Los efectos de todo este sufrimiento y destrucción revelan un deterioro en múltiples niveles: la carga del sufrimiento humano, la inestabilidad, la vulnerabilidad a la trata de personas, la explotación, el hambre, el aumento de la pobreza y la desigualdad, las desapariciones, el desplazamiento forzado en condiciones extremas y la inestabilidad económica mundial. La Cuaresma nos recuerda que el camino de la Cruz conduce a la Resurrección. Mantenemos esta certeza: Dios está en medio del conflicto, caminando con su pueblo, entre los escombros, inclinado sobre el lodo de una trinchera, con el rostro cubierto de polvo, experimentando frío, miedo y angustia. La mirada de Dios se posa en la mujer raptada contra su voluntad, en el susurro de una madre que da fuerzas a su hijo.

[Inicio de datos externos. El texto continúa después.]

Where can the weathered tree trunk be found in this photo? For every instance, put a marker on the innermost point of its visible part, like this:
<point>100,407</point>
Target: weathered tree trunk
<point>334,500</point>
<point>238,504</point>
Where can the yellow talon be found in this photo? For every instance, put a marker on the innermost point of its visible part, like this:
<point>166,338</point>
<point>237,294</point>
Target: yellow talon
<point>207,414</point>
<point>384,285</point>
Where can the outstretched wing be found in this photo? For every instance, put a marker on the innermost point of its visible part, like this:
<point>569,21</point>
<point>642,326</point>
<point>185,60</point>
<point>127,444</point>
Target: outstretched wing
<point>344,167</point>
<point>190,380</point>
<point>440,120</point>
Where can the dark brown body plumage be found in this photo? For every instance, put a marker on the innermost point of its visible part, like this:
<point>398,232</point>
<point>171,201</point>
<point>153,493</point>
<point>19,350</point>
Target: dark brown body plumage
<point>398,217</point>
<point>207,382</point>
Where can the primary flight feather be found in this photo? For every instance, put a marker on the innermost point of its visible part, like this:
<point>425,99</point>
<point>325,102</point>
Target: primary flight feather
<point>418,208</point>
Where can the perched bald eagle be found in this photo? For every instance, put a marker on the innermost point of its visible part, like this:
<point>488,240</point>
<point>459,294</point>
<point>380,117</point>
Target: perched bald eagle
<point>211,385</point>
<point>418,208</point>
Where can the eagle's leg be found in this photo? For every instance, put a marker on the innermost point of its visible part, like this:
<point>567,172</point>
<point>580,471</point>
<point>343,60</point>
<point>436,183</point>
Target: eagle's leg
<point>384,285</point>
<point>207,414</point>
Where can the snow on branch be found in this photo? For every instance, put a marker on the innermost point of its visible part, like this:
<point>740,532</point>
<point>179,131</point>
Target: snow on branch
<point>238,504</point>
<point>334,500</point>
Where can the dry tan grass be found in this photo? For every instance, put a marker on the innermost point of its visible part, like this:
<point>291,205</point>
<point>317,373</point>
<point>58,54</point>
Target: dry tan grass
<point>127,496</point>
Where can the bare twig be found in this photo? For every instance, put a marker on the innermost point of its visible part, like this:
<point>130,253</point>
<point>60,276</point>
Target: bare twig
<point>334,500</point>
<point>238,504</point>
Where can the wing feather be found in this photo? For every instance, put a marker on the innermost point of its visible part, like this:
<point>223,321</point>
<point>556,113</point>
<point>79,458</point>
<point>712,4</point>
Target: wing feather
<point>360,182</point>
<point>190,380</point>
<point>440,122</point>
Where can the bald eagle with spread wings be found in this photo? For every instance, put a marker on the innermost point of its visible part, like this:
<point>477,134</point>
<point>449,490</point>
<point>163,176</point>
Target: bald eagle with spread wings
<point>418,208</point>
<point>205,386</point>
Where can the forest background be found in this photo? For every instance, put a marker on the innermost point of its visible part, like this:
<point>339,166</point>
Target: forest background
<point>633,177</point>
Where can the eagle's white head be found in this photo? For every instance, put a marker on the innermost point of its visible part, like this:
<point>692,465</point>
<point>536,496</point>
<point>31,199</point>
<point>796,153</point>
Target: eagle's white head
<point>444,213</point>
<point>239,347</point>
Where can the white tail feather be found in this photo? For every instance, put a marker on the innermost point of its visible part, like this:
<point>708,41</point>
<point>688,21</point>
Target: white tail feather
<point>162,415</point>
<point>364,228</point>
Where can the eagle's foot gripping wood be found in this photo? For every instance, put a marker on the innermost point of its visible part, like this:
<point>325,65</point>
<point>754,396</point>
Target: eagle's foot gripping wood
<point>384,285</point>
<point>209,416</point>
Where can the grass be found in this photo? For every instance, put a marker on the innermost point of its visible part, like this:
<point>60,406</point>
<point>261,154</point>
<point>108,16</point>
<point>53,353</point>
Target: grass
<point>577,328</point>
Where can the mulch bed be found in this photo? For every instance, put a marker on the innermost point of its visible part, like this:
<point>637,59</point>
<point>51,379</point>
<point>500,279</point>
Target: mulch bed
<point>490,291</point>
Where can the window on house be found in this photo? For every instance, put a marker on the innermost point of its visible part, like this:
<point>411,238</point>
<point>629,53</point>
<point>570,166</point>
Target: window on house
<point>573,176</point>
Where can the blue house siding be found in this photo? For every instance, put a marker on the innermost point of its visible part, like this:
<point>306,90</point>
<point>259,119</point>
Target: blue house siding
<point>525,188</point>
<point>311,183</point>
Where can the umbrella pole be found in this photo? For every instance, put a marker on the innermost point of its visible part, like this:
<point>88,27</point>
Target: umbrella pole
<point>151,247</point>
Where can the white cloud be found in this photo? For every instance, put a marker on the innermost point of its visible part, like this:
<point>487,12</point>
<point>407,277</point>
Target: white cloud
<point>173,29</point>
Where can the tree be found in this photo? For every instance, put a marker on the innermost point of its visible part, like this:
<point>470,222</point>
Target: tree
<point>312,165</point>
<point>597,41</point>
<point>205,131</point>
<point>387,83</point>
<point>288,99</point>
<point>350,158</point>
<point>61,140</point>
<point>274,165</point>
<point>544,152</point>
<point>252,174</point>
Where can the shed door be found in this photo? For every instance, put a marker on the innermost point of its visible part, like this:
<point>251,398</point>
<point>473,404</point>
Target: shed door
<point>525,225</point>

Así como Dios llamó a Moisés, hoy nos llama a nosotros; a las Redes Talitha Kum. El clamor de nuestras hermanas y hermanos nos interpela y nos impulsa a actuar con valentía, promoviendo la justicia y restaurando la dignidad dondequiera que la Red Talitha Kum esté presente. En particular, en Oriente Medio, nuestras hermanas y socios apoyan a las comunidades amenazadas por la trata, acompañándolas en sus luchas y dolores. Responder al llamado de Dios puede ser un desafío, pero también nos llena de esperanza. Nos aferramos a su promesa: «Yo estaré contigo» Ex 3,12.
Como personas de buena voluntad, abrámonos a la acción de Dios en nuestras vidas. Dios transforma nuestra vulnerabilidad en una fuente de fortaleza, guiándonos y capacitándonos hacia la liberación y la esperanza.